There is 1 unit that is doing multiplication,
there is a lot that can do addition.

Addition has a latency of 0.5 cycle at intel so to speak and 0.33 cycle or so at AMD (i could be off by 0.17 or so as i checked the i7 handbooks quickly a while ago for all kind of stuff, not the AMD ones).

Multiplication is important for FFT and matrix calculations. Adding goes rather quick. Enough units to do it. Just 1 for multiplication.

So that matters, the rest doesn't except when it becomes a bottleneck.

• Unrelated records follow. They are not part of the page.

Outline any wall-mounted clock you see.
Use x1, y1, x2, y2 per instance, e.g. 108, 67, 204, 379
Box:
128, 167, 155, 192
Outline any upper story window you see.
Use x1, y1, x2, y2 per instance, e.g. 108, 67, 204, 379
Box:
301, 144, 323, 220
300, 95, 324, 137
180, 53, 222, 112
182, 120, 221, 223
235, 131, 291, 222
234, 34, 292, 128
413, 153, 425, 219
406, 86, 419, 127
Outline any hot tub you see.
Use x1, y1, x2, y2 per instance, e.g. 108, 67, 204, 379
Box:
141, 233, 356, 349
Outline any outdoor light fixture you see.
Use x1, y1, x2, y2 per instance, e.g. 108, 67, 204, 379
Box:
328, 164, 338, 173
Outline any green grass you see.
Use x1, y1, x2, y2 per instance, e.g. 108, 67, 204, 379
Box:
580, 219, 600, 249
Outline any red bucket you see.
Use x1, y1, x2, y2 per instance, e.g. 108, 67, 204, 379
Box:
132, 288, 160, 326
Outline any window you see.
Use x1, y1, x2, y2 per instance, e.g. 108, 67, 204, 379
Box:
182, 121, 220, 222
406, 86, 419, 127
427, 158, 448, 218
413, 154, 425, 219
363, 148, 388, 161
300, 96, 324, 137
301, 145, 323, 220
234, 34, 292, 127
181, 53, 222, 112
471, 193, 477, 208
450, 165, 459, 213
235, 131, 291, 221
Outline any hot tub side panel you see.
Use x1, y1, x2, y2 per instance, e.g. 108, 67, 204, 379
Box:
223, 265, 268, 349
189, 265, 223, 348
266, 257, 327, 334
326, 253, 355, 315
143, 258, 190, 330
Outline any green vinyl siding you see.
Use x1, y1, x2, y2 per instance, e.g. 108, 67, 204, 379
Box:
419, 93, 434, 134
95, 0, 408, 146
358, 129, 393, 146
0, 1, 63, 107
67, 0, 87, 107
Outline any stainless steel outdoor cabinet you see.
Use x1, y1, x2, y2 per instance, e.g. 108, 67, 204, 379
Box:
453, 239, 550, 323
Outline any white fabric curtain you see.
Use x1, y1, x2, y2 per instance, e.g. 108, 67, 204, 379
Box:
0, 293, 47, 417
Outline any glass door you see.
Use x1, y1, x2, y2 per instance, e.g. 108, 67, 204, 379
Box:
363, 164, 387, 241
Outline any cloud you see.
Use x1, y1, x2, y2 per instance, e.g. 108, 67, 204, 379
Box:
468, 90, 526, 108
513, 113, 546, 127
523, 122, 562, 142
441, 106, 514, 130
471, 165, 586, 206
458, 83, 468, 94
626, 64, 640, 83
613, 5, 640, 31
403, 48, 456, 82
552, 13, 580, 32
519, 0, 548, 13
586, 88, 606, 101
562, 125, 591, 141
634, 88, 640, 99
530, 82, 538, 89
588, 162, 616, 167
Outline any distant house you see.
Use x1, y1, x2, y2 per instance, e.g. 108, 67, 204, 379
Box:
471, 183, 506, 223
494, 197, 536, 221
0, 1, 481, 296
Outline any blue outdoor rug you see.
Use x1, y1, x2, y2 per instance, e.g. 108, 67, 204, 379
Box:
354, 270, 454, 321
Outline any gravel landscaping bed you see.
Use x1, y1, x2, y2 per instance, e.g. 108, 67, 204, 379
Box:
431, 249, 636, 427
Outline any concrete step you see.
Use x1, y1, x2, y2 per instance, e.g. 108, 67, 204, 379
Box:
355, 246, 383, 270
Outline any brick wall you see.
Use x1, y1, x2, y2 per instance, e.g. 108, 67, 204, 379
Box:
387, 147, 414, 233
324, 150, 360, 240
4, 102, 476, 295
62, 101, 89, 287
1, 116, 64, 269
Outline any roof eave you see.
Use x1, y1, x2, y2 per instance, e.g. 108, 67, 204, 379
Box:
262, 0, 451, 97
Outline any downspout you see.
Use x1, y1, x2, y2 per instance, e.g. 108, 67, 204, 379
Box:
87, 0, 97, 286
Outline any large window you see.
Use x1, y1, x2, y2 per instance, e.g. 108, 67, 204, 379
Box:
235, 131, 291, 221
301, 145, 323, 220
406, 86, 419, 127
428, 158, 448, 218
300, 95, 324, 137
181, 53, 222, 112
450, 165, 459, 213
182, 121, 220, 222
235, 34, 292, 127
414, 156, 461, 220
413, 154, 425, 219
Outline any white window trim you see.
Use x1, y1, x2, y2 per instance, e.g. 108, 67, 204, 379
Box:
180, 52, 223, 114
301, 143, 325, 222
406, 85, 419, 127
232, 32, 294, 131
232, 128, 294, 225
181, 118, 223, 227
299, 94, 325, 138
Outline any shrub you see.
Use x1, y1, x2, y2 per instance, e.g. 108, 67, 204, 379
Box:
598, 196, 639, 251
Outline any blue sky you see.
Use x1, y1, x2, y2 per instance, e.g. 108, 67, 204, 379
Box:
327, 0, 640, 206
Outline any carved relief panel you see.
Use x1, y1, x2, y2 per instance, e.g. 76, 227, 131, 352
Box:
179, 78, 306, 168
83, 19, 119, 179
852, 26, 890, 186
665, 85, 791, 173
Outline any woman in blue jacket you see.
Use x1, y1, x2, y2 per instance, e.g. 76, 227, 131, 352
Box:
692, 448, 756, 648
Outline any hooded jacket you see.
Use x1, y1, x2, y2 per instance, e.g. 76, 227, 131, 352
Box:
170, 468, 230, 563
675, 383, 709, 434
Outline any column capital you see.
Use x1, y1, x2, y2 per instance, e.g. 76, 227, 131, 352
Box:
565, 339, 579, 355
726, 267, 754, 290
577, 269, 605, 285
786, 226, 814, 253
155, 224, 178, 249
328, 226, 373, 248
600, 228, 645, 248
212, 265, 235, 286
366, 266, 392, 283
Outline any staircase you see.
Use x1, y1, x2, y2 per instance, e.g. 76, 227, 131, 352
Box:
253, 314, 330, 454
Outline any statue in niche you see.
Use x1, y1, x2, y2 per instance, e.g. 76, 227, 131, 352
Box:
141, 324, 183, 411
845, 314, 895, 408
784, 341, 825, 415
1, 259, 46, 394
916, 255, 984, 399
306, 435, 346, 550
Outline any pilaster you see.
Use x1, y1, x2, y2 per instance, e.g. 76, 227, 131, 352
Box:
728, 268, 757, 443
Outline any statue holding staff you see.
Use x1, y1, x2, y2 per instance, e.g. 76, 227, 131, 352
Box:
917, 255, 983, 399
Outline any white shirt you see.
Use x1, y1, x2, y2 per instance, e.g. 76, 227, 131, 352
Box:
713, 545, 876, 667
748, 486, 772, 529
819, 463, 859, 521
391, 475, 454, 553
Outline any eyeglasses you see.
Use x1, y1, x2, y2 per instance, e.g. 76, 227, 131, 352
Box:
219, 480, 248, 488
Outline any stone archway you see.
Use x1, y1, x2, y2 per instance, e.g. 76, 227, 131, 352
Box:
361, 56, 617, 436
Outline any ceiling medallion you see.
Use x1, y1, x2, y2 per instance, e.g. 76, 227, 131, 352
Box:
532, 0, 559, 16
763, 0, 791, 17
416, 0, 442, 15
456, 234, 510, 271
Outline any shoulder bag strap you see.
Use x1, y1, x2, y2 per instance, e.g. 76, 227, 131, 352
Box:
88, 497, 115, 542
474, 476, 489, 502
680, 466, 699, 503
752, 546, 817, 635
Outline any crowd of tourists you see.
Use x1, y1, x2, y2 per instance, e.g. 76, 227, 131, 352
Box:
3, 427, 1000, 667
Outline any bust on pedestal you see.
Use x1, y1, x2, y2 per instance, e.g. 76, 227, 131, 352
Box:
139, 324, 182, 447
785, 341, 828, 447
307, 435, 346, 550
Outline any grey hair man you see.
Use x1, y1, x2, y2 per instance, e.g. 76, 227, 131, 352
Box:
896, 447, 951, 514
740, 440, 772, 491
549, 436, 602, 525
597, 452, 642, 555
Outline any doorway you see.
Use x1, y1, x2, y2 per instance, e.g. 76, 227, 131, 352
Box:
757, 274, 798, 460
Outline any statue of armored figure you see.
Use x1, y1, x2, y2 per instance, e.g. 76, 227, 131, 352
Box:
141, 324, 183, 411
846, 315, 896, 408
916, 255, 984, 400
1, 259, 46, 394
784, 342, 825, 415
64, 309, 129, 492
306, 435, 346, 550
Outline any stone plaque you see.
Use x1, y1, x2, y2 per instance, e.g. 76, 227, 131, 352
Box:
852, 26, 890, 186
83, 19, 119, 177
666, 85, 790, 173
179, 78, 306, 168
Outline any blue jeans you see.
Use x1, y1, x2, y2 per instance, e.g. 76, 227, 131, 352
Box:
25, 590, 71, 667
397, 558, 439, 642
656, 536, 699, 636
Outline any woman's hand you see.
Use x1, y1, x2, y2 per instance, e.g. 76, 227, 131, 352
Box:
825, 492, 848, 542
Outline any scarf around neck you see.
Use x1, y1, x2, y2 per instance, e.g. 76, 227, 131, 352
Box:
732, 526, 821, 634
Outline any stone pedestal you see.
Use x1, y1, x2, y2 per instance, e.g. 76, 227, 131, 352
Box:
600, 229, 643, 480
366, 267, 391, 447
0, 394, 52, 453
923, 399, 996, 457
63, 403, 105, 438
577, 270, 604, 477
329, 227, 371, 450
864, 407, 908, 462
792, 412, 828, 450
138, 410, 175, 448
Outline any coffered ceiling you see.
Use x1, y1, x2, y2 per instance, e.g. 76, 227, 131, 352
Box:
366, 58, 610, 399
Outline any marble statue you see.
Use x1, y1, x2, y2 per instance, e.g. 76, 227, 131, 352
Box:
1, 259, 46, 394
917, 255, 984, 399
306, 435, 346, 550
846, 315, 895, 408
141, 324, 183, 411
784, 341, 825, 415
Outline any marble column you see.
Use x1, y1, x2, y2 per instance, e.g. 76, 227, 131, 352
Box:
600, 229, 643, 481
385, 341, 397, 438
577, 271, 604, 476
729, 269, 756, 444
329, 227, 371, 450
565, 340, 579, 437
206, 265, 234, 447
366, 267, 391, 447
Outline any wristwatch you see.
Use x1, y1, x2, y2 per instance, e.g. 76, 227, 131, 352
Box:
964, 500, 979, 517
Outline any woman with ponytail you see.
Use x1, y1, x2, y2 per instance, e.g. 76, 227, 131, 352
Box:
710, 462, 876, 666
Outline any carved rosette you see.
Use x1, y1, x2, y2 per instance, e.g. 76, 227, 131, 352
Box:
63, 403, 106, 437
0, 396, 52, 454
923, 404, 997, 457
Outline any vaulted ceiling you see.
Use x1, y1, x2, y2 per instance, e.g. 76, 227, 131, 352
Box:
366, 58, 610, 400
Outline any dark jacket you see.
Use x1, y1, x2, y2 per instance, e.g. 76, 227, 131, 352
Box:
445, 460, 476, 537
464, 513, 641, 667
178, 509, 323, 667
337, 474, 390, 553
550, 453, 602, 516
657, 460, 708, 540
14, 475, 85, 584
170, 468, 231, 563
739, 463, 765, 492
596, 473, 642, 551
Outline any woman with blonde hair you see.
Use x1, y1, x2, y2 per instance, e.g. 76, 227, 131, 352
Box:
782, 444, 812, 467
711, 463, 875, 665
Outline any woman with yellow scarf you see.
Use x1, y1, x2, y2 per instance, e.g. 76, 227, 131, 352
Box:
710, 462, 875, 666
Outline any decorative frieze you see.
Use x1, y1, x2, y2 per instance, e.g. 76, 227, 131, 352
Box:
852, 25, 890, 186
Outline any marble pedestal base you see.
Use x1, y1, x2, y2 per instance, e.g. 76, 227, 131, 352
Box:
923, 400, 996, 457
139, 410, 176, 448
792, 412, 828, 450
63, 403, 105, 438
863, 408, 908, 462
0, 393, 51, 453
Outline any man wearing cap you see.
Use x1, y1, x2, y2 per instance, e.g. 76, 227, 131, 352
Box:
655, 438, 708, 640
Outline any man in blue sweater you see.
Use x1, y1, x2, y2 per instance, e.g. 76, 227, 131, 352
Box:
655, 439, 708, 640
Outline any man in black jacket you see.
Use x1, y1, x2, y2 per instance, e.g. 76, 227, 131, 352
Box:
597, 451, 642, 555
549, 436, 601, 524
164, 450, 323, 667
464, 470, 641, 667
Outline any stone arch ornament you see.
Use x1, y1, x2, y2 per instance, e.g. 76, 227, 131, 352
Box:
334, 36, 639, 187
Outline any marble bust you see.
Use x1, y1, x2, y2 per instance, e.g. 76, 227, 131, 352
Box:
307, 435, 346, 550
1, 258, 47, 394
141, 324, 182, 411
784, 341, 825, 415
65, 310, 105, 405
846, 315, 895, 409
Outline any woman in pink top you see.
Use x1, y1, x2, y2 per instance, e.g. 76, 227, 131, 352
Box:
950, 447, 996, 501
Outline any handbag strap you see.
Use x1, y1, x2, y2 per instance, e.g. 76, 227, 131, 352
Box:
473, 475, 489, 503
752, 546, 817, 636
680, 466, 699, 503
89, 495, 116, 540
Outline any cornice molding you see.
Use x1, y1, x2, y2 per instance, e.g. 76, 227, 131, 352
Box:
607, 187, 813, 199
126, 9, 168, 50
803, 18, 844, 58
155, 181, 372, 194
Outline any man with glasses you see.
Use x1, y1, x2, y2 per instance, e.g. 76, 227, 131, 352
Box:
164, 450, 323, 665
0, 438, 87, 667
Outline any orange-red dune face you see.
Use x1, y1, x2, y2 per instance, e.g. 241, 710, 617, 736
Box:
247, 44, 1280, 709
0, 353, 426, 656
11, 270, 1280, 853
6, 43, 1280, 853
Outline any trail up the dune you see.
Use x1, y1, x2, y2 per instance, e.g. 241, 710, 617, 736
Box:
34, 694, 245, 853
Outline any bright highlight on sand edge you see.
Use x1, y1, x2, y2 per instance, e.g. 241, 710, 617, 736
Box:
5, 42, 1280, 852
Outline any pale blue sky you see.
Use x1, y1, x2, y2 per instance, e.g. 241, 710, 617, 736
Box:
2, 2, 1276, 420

>BTW, what sort of multiplication has shorter latency on AMD? I can think only about
>integer 64x64=>128b that is very rare in hand-coded asm and never generated by compilers.
>>Yet these differences are that tiny, that any claim there of 50%+ is total ballony.
>It is absolutely correct that on single-threaded dense computational kernels running
>out of L1/L2 cache and at the same clock frequency Intel's Merom, Penryn, Nehalem
>aas well as AMD's Greyhound (Barcelona) and Shanghai cores are all within few per
>cents +- of each other. If the kernels did not include packed SSE instructions then
>you could add Intel' Dothan, Yonah and AMD Hammer to the same list. Actually, in
>my own scalar kernels I found Nehalem rather consistently lagging behind Penryn.
>although that was not the case for SIMD kernels.
>However that absolutely correct observation has nothing to do with the industry standard benchmarks on real CPUs that
>A. Multithreaded
>B. Run at different clock frequencies
>C. Not dense
>D. Could fit in onchip cache on one CPU but not on another (that what hurts Bracelona most)
>Points A+C and D give big edge to Nehalem because it has both SMT and much faster
>external memory access than any of competitors.
>>It's just compiler and L3 based all these claims for just a few software programs.
>>If you see clearly how moving from intel c++ 10.0 to 11.0 is a huge improvement
>>at core2 already, obviously the compiler team did do a great job.
>Are you sure that Oracle and IBM JVMs compiled with Intel compiler?
>>I see i7 as a very logical step from core2, yet for performance a tiny step, if
>>you look single socket. Of course this allows intel now to scale to 2 and maybe soon 4 sockets.
>>>However, if you are truly interested in how Nehalem stacks up against Shanghai,
>>>you can search the following, scores for both processors are now in the database:
>>A $100 billion company, well it used to be, that just gets benchmarked for a few
>>programs, that's not a rather good idea.
>>Turboboost, HT, more power budget, it sure helps to look better.
>>It's not a help in practice; the X series that eat so much more power, that these
>>can increase their clockfrequency a lot more with turboboost than the E series,
>>whereas all HPC centers will be buying nearly always the E series and some, also
>>datacenters, already announced turboboost will get turned off. If i look at ebay
>>now, the L series 54xx still are a lot more expensive than the E series, how comes?
>>>Also, using a QX9770 in the comparision is not a bad idea, but it is also not a
>>>server branded CPU. It is irrelevant anyway, a few hundred MHz won't change the result.